Tuesday, 15 November 2011

Remembering

A few of us from Halfway House Male Voice Choir (not the best male voice choir in the world, but probably the most fun to sing with) were singing at the funeral service of one of the Choir's founder members today. The church was very full, and as ever there were all sorts of stories and recollections being shared as people chatted outside the church and at the reception. At a time like this (as one old boy told me) things that happened half a century ago and more seem as fresh in the mind as yesterday.

I found myself reflecting on how music is one of the things that, for me, make sense of it all. I always wake up with a song in my head, and I'd find it hard to imagine a world without music. Certainly, for me, many memories are borne on musical wings . . . there are snatches of songs that, when I hear them, instantly transport me back to this or that special time in my past.

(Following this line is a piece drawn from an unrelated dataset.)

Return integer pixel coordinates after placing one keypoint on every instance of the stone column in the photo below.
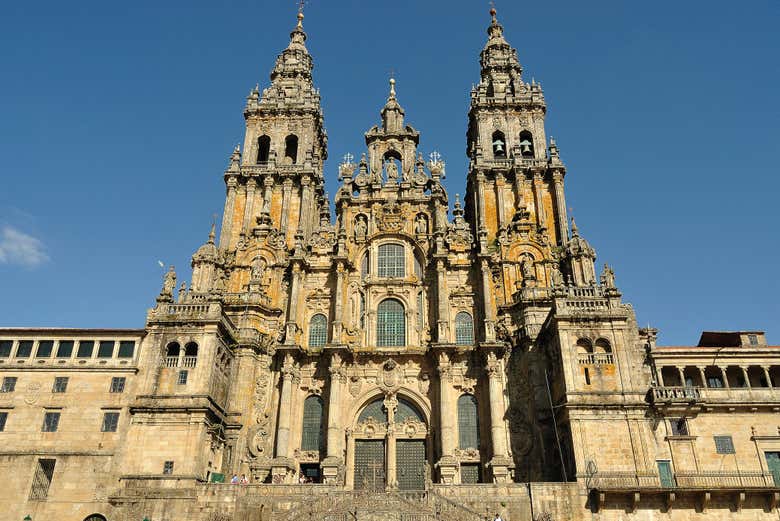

We sang Gwahoddiad and Morte Christe, and Lily of the Valley, and I think we sang them well. I hope we did: I know our aim was to do our very best. And in the service we were instructed to 'lift up our eyes to the hills', as Psalm 121 was read, and I'm sure we all did just that, as we journeyed home, in my case around the lee of Middletown Hill. The beauty and grandeur of the world about us here speaks as eloquently as any choir of angels of the glory and the creativity of our God. But isn't it wonderful to reflect that this God also loves each one of us with a tenderness that is as though I, and you, were the only person he loves. We can't do that; but God does. Praise him, the Lord of life and light and peace.